In the Historic Center of San Salvador, some people crowded into the “Punto Chivo” ATM, which allows transactions between dollars and bitcoins through an application on the cell phone that works like an electronic wallet.

But the so-called “Chivo wallet” was not yet fully available after a system crash. “Right now, for the moment, the servers are not there to download the application, but we are open to the public for any questions,” Berenice González, manager of one of the 200 Chivo points installed by the government, said near Parque Morazán the country.

A few meters further on, in the Central Market, trade normally continued via the dollar, a currency that this country adopted 20 years ago.

Vendors tout fruit and vegetables in dollars. “Bitcoin? No,” says a merchant when a customer asks if she accepts it.

After trading at half a day above 52,000 dollars in the Asian market, the price of bitcoin suffered a severe setback and plummeted to 43,000 in the European markets, although it then recovered towards 47,000.

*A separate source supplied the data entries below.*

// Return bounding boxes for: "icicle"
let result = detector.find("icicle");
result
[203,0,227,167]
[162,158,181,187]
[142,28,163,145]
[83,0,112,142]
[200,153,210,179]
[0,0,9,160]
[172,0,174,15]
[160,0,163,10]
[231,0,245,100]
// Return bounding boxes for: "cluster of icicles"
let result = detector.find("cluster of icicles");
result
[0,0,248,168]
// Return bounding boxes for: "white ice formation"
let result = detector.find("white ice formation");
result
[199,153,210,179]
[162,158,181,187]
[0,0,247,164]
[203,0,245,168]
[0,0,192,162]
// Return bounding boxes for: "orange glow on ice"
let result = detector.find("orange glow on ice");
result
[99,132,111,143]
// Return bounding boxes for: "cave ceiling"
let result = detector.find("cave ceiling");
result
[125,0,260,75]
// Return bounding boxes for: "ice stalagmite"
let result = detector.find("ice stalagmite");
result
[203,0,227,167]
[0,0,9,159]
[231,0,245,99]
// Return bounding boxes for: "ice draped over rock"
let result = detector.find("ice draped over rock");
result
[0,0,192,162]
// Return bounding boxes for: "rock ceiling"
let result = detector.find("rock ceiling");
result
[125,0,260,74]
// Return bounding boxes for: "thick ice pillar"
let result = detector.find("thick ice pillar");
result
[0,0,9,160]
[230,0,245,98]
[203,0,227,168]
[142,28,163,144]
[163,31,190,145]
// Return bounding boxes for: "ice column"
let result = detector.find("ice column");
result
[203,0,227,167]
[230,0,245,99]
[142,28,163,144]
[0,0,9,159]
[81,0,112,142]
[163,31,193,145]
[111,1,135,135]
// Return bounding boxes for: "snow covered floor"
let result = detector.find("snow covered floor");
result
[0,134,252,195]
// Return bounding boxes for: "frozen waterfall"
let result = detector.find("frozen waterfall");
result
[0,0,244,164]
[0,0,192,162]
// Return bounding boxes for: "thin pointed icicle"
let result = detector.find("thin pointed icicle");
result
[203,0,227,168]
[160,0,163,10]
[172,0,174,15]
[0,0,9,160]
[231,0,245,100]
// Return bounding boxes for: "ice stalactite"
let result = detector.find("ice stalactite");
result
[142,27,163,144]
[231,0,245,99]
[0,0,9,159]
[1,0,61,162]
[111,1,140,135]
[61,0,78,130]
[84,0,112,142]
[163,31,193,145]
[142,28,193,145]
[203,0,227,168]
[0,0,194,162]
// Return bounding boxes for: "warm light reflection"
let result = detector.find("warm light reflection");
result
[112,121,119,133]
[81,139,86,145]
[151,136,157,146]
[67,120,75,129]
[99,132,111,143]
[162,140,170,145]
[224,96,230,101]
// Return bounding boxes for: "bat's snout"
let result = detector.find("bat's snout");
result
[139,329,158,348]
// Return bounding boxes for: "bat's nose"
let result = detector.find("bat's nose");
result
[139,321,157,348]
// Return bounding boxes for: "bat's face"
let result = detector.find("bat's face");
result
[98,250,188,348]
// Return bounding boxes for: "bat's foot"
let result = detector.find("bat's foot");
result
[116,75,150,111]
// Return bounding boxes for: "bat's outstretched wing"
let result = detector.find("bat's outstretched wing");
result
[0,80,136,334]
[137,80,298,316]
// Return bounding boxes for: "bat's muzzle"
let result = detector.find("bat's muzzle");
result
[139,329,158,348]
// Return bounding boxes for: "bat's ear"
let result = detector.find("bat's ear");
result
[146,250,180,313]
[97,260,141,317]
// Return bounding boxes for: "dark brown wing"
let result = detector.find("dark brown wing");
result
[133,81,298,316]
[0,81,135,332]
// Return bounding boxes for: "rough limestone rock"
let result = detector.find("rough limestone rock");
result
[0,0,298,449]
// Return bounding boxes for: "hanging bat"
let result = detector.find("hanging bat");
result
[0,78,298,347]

The government has already bought 550 bitcoins so far, equivalent to about $ 26 million at current prices.

The Chivo electronic wallet for cell phones comes with a gift equivalent to $ 30 in bitcoins for anyone who downloads the application.

Economists and organizations such as the World Bank, the IMF and the Inter-American Development Bank (IDB) are skeptical about the adoption of bitcoin as legal currency due to its high volatility.

“This is a huge gamble for the country’s payment system as trading the currency when the future price is so uncertain is risky,” said Susannah Streeter, an investment and markets analyst at London-based financial services company Hargreaves Lansdown.

“There is concern that by becoming a bitcoin safe haven, the country that has already faced serious corruption problems will attract the wrong kind of investment from criminal groups seeking anonymity,” she added.

The government assures that bitcoin will stimulate the economy that, since its dollarization in 2001, has been stagnant with an average growth between 2 and 4%. In 2020, it contracted 7.9% amid the COVID-19 pandemic.